Joseph Perry is the Film Festival Editor for Horror Fuel; all film festival related queries and announcements should be sent to him at josephperry@gmail.com. He is a contributing writer for the "Phantom of the Movies VideoScope" and “Drive-In Asylum” print magazines and the websites Gruesome Magazine, Diabolique Magazine, The Scariest Things, B&S About Movies, and When It Was Cool. He is a co-host of the "Uphill Both Ways" pop culture nostalgia podcast and also writes for its website. Joseph occasionally proudly co-writes articles with his son Cohen Perry, who is a film critic in his own right. A former northern Californian and Oregonian, Joseph has been teaching, writing, and living in South Korea since 2008.

Sylvan/psychological horror Outpost (2022) follows the difficult journey of a woman who is a victim of domestic violence as she tries to flee from the perpetrator. Her psychological scars are not easy to heal, of course, and writer/director Joe Lo Truglio sends her on a path that is bound to make some viewers uncomfortable with the choices that both he and his protagonist make.

The woman in question is Kate (Beth Dover), who has signed up for a three months of volunteer duty as a forest fire lookout in a remote mountain area of Idaho. She hopes to be far away from her abusive boyfriend Mike (Tim Neff), who has gone missing and who she fears could track her down. Kate’s ranger boss Earl (Ato Essandoh) is the brother of her best friend Nic (Ta’Rea Campbell), and he knows well the sense of isolation that her task involves. Kate’s only nearby neighbor is a curmudgeonly widower named Reggie (Dylan Baker), who lives where he does to avoid people. Plagued by PTSD flashbacks, panic attacks, and increasing paranoia, Kate is suspicious as hikers wander into her territory, though she befriends a middle-aged one named Bertha (Becky Ann Baker). Living under spartan conditions and becoming increasingly territorial, Kate wrestles with her demons — with forces that may or may not be supernatural — influencing her fragile grip on reality.
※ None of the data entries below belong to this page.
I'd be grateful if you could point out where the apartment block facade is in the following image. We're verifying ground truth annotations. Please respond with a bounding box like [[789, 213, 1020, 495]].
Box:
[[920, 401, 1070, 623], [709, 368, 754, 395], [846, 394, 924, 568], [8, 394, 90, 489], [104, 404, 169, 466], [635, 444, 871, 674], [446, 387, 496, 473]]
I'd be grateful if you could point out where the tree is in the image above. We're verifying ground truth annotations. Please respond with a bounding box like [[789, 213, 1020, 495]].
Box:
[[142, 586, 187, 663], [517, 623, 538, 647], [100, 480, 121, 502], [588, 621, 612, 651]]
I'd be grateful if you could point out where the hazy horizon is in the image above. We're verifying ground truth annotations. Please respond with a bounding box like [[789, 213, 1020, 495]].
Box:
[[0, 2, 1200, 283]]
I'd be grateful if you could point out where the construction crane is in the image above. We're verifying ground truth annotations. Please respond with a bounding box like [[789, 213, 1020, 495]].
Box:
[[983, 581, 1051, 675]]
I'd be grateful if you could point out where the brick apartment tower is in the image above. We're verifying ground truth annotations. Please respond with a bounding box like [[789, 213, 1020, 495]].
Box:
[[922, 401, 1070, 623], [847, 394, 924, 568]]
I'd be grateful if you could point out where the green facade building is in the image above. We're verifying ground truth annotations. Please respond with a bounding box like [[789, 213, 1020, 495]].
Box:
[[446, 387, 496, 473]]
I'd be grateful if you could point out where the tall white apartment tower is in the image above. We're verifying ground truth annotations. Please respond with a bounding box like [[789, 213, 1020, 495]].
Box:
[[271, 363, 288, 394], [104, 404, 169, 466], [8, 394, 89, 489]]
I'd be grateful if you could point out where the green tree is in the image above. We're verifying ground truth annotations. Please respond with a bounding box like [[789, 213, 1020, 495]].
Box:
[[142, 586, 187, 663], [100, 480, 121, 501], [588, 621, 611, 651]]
Lo Truglio makes Kate a highly complicated character, as viewers can interpret her and her actions in multiple ways, which I won’t spoil here. On a surface level, Outpost is a wild ride of a chiller with madness and mayhem galore, boasting a fascinating, all-in performance from Dover that alone makes the film well worth seeking out. Those wishing to read further into symbolism and what Kate might represent will likely have a more bewildering or frustrating take, or an even stronger reaction. Well acted and helmed, with fine cinematography by Frank Barrera, Outpost is the type of film that viewers need to watch to see how it sits with them. 

Outpost had its world premiere at FrightFest Halloween, which took place on October 29 at Cineworld, Leicester Square in London.